Czym jest reklama product placement? Najprościej rzecz biorąc jest to umieszczenie w fabule filmu, serialu czy choćby programu rozrywkowego produktu konkretnej firmy tak, aby wpajał się w akcję, nie drażnił i jednocześnie silnie oddziaływał na oglądającego. Przykładowo, oglądając swój ulubiony serial widzimy, jak główny bohater wybiera konkretne czekoladki, pije wciąż herbatę jednej marki lub nosi koszulkę z wielkim logo „ukochanej” firmy sportowej. Taka reklama wygląda bardzo życiowo, przyciąga uwagę i sama w sobie sprawia, że mamy ochotę po tę czy inną rzecz promowaną w filmie sięgnąć.

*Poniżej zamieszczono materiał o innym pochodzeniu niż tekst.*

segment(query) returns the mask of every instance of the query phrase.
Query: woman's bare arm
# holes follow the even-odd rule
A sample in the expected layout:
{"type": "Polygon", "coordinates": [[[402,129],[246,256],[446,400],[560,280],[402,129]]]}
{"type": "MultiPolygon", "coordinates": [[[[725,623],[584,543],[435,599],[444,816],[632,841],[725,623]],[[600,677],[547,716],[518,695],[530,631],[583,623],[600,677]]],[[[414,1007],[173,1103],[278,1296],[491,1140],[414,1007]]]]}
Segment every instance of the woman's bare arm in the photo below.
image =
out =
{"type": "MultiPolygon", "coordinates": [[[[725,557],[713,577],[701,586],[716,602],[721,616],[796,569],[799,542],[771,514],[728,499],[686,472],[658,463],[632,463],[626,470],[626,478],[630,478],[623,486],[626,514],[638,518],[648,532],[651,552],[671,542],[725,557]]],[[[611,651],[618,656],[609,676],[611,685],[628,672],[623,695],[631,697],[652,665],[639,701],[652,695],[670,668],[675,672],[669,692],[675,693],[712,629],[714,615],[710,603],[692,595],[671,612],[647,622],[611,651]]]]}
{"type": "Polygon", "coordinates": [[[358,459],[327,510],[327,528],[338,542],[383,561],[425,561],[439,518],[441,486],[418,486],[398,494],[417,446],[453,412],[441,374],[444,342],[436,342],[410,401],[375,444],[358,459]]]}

Oczywiście, mimo iż reklama tego rodzaju sama w sobie jest genialna, to bardzo łatwo można się na niej „przejechać”. Jeśli główny bohater filmu będzie przez cały odcinek chodził ze szklaną butelką napoju energetycznego w dłoni, albo przez 5 odcinków załatwiał w konkretnym banku kredyt, to zamiast kuszenia ciekawą fabułą i dyskretną reklamą, program szybko zamieni się w kolejny blok reklamowy, który nikogo przez odbiornik telewizora nie ściągnie.
Z reklamą typu product placement jest jak z każdą inną: co za dużo, to niezdrowo! Pozostaje mieć nadzieję, że reklamodawcy uczą się na błędach i nie zaczną produkować setek beznadziejnych seriali tylko po to, żeby upchnąć w nich promowane przez siebie produkty.